A collaboration between Google Cloud and NVIDIA has enabled Apache Beam customers to maximise the efficiency of ML fashions inside their knowledge processing pipelines, utilizing NVIDIA TensorRT and NVIDIA GPUs alongside the brand new Apache Beam TensorRTEngineHandler.
The NVIDIA TensorRT SDK supplies high-performance, neural community inference that lets builders optimize and deploy skilled ML fashions on NVIDIA GPUs with the best throughput and lowest latency, whereas preserving mannequin prediction accuracy. TensorRT was particularly designed to help a number of lessons of deep studying fashions, together with convolutional neural networks (CNNs), recurrent neural networks (RNNs), and Transformer-based fashions.

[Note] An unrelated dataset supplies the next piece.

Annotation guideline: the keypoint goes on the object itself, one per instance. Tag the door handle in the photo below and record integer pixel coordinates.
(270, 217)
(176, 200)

Deploying and managing end-to-end ML inference pipelines whereas maximizing infrastructure utilization and minimizing complete prices is a tough drawback. Integrating ML fashions in a manufacturing knowledge processing pipeline to extract insights requires addressing challenges related to the three most important workflow segments:
-
Preprocess massive volumes of uncooked knowledge from a number of knowledge sources to make use of as inputs to coach ML fashions to “infer / predict” outcomes, after which leverage the ML mannequin outputs downstream for incorporation into enterprise processes.
-
Name ML fashions inside knowledge processing pipelines whereas supporting totally different inference use-cases: batch, streaming, ensemble fashions, distant inference, or native inference. Pipelines are usually not restricted to a single mannequin and infrequently require an ensemble of fashions to supply the specified enterprise outcomes.
-
Optimize the efficiency of the ML fashions to ship outcomes inside the software’s accuracy, throughput, and latency constraints. For pipelines that use advanced, computate-intensive fashions for use-cases like NLP or that require a number of ML fashions collectively, the response time of those fashions usually turns into a efficiency bottleneck. This will trigger poor hardware utilization and requires extra compute sources to deploy your pipelines in manufacturing, resulting in doubtlessly larger prices of operations.
Google Cloud Dataflow is a totally managed runner for stream or batch processing pipelines written with Apache Beam. To allow builders to simply incorporate ML fashions in knowledge processing pipelines, Dataflow not too long ago introduced help for Apache Beam’s generic machine studying prediction and inference rework, RunInference. The RunInference rework simplifies the ML pipeline creation course of by permitting builders to make use of fashions in manufacturing pipelines without having numerous boilerplate code.
You’ll be able to see an instance of its utilization with Apache Beam within the following code pattern. Observe that the engine_handler is handed as a configuration to the RunInference rework, which abstracts the consumer from the implementation particulars of working the mannequin.